Starting out with just four kits - a flower seed growing kit, acrylic paint set, biscuit baking set and an outdoor explorer kit - she took them to a local market and sold the lot.
There was a similar response from a nearby toyshop. Everything was sold in one day.
"Which said to me that definitely parents were wanting the same thing that I was thinking which was: why can't we give these kids real things, why are we trying to give them constantly pretend and then wondering why they're disappointed, frustrated with the results."
The company has doubled in size every year in the six years since and now produces several hundred different kit styles from its East Tamaki base, 75 per cent of which head to stores overseas.
Seedling's stockists include Harrods, Selfridges and John Lewis in Britain, and the MoMA store, Neiman Marcus and Anthropologie in America.
Hayman says the secret to their success has been people seeing the product and instantly "getting it".
"It's not something we have to explain or do the hard sell on."
She even enjoys the luxury of being paid in New Zealand dollars. "We have some great trading terms, which our banks absolutely love, and people are prepared to pay that because they want the product so badly."
Although the components for the kits are a mix of products sourced here and overseas, the design and assembly is all done by about 30 staff in Auckland.
That not only gives Hayman the flexibility to do small test runs of new products - something that would be too costly if manufacturing was done in China - it also means a sharp eye can be kept on quality.
"For us, we're a brand story. We're not a single-product, one-trick pony. For us it's really about making sure that quality and the innovation is the story that people are getting when they buy the product."
Seedling has its own retail stores online and physically in Remuera, deals directly with New Zealand and Australian stockists and has distributors taking the product further afield.
Hayman fields lots of inquiries from overseas distributors but experience has taught her to ensure potential partners are up to the job before signing on. "Passion is great but we need infrastructure."

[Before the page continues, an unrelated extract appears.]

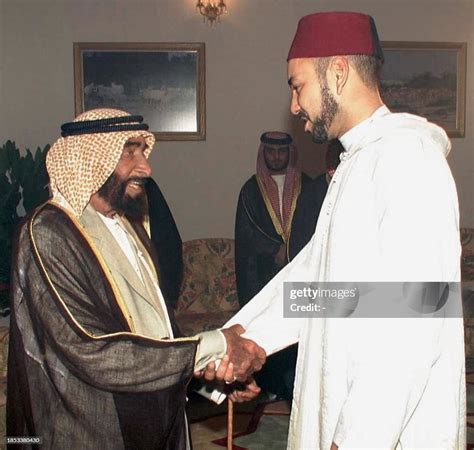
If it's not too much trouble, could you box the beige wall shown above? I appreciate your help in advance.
[1,0,473,240]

Knowledge, know-how and strong connections to key retailers tick the criteria Hayman has set for distributors. "There has never been a harder time to enter the wholesale/retail market than through the GFC," she says.
"Retail stores are struggling enough, they don't want to deal with new distributors, they're not interested in trying to establish new relationships. We need to go out and do the work to make sure our product is accessible to them in a way that they are already comfortable with."
With turnover now between $4 million and $5 million, Hayman is preparing to grow Seedling into a global brand.
"We're no longer just going to let markets grow themselves."
Australia, where Seedling is stocked in about 800 stores, has been an indication of how well the brand can perform when the company deals directly with the market, says Hayman.
In America the toy market is worth $21 billion, with arts and crafts taking a $1 billion slice of that.
"We don't see any true market leaders that are able to say they are the Lego or the Barbie of those markets."